Europäisches Mythen- und Sagenprojekt + Europa-Highlights 2014 / 2015 in Aachen

Europäisches Mythen- und Sagenprojekt + Europa-Highlights 2014 / 2015 in Aachen

Mythen und Sagen sind Gedankenexperimente, um sich dem Sinn des Lebens anzunähern und Menschen und Kulturen besser zu verstehen. Insofern hatte unser diesjähriges Europa-Projekt nicht nur eine historisch-literarische, sondern durchaus auch eine politisch-soziale Dimension. Und letztere zeigte sich bereits am Abend des 25.1.2015 bei der Aktion »Aachen steht zusammen«: 1000 Kerzen für den Frieden auf dem Katschhof – eine Demonstration von Bürgern, Religionsgemeinschaften und Politik für ein friedliches Miteinander der Kulturen und Religionen - gegen Intoleranz, Rassismus und Gewalt. Und die über hundert Projekt-Teilnehmer/innen und Gasteltern waren dabei.


Der Montag- und Mittwochmorgen ist traditionell für die etwas mehr als einstündigen »Impulsvorträge« reserviert. Mit Regina Sommer, die seit 1997 das jährlich in Aachen stattfindende internationale Erzählfestival »Zwischen-Zeiten« veranstaltet und bei internationalen Erzählfestivals in ganz Europa, den USA und Kanada auftritt, erlebten die Projektteilnehmer/innen eine Expertin im Storytelling, die die Mythen und Sagen nicht nur als Erzählgut lebendig werden ließ, sondern auch ihre Symbolik anschaulich erläuterte.


Um den Aachener zu verstehen, muss man den Ort seiner Herkunft kennen. Wer in Aachen lebt, kommt natürlich ständig mit der Geschichte Aachens in Berührung. Aber die geschichtlichen Tatsachen werden häufig durch Mythen, Sagen und Legenden überliefert, die in der Kindheit aufgenommen werden. Mit Herbert K. Oprei hatten wir einen Thouet-Mundart-Preisträger der Stadt Aachen zu Gast, und sein Vortrag » Öcher Sage än Lajännde - Aachener Mythen, Sagen und Legenden« sorgte bei den Zuhörern für sehr viel Heiterkeit, aber auch Nachdenklichkeit.


Am Montag, Mittwoch und Freitag finden bei uns morgens die Europa-Workshops statt. Workshop I, unter der Leitung von Norbert Gier und Renata Šipová, setzte sich mit dem Thema »Sagenhafte Comics« auseinander. Der Workshop befasste sich mit regionalen Sagenhelden der drei Partnerstädte, mit der zeichnerischen Entwicklung von Comicfiguren und dem Verfassen von kleinen, witzigen Erzählzusammenhängen. Norbert Gier sorgte dafür, dass die europäischen Schüler/innen beim kreativen und konzentrierten Zeichnen und Schreiben viel Spaß hatten.

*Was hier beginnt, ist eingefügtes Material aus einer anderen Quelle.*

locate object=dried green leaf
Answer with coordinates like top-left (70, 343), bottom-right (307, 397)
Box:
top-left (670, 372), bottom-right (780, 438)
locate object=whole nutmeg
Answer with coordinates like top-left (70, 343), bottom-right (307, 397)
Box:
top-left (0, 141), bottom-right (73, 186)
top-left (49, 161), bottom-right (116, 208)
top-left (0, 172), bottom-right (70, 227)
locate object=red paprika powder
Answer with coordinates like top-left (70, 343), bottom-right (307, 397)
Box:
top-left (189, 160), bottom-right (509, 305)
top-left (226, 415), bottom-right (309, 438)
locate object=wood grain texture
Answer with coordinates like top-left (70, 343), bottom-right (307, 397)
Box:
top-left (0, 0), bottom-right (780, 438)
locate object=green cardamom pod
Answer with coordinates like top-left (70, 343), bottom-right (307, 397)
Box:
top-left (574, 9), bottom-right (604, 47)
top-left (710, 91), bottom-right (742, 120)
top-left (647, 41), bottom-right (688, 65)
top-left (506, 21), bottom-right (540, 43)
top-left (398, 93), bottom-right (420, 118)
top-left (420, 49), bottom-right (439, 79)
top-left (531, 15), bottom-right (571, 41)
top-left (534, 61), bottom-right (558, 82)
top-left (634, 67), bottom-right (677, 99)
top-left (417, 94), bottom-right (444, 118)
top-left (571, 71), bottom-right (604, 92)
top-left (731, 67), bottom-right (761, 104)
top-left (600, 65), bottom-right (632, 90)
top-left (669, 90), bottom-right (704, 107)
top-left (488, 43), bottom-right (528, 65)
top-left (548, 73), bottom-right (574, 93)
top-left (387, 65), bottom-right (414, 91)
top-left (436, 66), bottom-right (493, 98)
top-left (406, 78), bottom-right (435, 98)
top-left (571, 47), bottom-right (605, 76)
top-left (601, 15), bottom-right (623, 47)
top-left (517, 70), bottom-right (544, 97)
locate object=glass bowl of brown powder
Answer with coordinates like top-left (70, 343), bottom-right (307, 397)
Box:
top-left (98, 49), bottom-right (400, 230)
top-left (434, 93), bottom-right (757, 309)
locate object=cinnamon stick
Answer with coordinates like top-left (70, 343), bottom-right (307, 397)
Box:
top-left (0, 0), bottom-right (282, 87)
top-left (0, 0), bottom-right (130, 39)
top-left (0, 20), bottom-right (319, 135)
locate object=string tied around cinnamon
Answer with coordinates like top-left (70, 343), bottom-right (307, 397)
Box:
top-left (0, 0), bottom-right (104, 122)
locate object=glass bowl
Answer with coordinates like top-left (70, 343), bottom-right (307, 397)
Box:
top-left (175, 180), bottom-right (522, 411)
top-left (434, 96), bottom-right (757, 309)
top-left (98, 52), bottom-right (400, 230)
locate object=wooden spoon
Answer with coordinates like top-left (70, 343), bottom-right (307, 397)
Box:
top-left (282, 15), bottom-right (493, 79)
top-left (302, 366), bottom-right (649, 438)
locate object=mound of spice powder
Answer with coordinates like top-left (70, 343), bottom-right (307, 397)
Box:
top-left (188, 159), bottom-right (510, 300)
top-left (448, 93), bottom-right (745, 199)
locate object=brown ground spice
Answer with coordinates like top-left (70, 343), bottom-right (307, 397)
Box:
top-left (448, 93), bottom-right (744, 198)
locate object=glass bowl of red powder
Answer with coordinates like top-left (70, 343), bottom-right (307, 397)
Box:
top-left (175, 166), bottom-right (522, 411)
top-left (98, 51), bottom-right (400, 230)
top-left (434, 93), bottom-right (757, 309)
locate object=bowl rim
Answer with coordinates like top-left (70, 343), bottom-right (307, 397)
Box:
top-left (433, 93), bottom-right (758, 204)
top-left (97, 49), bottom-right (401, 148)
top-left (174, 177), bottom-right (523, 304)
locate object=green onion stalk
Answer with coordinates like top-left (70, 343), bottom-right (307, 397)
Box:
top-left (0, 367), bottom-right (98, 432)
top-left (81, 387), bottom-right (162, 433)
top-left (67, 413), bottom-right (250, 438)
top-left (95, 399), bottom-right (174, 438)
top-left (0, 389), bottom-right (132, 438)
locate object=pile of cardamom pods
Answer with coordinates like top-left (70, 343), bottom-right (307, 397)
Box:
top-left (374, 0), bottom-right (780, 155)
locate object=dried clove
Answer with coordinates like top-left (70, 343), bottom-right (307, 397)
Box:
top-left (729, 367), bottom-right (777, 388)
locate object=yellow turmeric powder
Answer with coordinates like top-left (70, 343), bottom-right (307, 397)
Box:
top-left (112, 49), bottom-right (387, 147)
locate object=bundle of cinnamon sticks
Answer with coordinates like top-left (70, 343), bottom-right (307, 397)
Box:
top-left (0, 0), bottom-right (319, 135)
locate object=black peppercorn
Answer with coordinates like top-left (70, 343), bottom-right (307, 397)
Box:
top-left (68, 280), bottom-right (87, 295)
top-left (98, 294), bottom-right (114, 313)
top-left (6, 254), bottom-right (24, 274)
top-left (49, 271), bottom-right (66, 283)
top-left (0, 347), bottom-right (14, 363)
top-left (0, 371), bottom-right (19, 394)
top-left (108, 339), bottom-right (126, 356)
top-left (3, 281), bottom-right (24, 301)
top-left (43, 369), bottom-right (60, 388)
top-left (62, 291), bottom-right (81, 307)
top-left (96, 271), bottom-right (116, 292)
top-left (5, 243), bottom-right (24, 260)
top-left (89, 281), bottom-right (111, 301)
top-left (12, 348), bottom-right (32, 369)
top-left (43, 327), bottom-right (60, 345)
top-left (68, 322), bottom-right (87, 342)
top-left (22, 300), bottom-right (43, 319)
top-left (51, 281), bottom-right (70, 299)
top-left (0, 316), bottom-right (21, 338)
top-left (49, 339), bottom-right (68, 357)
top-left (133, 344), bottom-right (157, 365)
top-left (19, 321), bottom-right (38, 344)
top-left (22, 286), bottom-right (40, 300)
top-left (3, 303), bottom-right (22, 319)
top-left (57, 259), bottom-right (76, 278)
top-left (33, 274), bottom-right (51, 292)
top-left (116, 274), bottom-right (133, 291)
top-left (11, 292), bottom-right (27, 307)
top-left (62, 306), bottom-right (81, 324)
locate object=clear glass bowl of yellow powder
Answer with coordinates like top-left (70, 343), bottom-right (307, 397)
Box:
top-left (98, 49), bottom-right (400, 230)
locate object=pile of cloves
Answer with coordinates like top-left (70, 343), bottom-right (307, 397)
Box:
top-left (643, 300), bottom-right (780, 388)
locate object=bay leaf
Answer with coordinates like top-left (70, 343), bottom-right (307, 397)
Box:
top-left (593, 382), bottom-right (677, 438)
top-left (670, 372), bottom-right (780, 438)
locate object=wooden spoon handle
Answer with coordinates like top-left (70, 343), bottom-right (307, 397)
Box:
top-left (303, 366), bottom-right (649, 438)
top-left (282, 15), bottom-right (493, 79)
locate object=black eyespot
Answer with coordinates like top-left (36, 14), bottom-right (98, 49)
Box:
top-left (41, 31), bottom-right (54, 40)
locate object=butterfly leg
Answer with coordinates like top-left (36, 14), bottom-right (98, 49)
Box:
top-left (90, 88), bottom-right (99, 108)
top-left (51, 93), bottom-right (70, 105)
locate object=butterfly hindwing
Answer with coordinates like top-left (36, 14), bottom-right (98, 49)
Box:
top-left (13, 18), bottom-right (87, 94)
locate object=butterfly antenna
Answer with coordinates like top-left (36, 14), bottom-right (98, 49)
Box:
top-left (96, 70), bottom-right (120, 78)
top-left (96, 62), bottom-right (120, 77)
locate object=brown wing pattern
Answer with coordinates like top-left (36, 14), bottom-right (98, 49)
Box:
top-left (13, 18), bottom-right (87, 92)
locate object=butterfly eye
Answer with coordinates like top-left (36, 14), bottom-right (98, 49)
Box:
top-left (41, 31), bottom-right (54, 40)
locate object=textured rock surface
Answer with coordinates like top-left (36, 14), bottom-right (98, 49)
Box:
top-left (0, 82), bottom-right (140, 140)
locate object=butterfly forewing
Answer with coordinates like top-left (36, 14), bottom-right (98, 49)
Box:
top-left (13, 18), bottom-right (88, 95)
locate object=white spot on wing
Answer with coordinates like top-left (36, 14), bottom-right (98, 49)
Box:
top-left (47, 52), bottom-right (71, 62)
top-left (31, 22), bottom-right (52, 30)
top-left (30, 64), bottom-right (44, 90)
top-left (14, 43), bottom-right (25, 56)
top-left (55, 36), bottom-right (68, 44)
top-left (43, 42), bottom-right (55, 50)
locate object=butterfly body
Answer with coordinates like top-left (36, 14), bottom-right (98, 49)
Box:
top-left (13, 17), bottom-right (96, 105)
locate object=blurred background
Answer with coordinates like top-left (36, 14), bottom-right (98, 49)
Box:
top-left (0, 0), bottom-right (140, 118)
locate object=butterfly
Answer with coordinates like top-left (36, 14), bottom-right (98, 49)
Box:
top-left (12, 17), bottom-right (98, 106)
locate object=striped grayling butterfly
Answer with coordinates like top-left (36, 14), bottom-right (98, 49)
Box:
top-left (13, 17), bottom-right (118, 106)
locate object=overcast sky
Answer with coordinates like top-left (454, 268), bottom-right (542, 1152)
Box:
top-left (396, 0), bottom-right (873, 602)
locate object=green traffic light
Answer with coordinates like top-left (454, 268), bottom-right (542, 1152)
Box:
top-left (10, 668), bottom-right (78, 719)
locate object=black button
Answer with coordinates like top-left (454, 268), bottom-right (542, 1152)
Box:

»Rübezahl und Dr. Faustus zu Gast bei Karl dem Großen« hieß der Workshop, der von Harald Eckstein und Karin Liebich geleitet wurde. Die Sagen um Karl den Großen sowie der »Mythos Karl« standen im Zentrum des Interesses, wobei die Karlsagen durch eigene kreative Schreibversuche modernisiert wurden bzw. es zu literarischen Neuschöpfungen kam, so z.B. ein Treffen zwischen Karl und Dr. Faustus im Ratskeller, eine Begegnung zwischen Karl und Rübezahl im dunklen Tann, etc. Harald Eckstein, der den Workshop akribisch vorbereitete und dessen Elan und Phantasie offenbar keine Grenzen gesetzt sind, war der Garant dafür, dass die Teilnehmer/innen viel Freude an der Materie bekamen.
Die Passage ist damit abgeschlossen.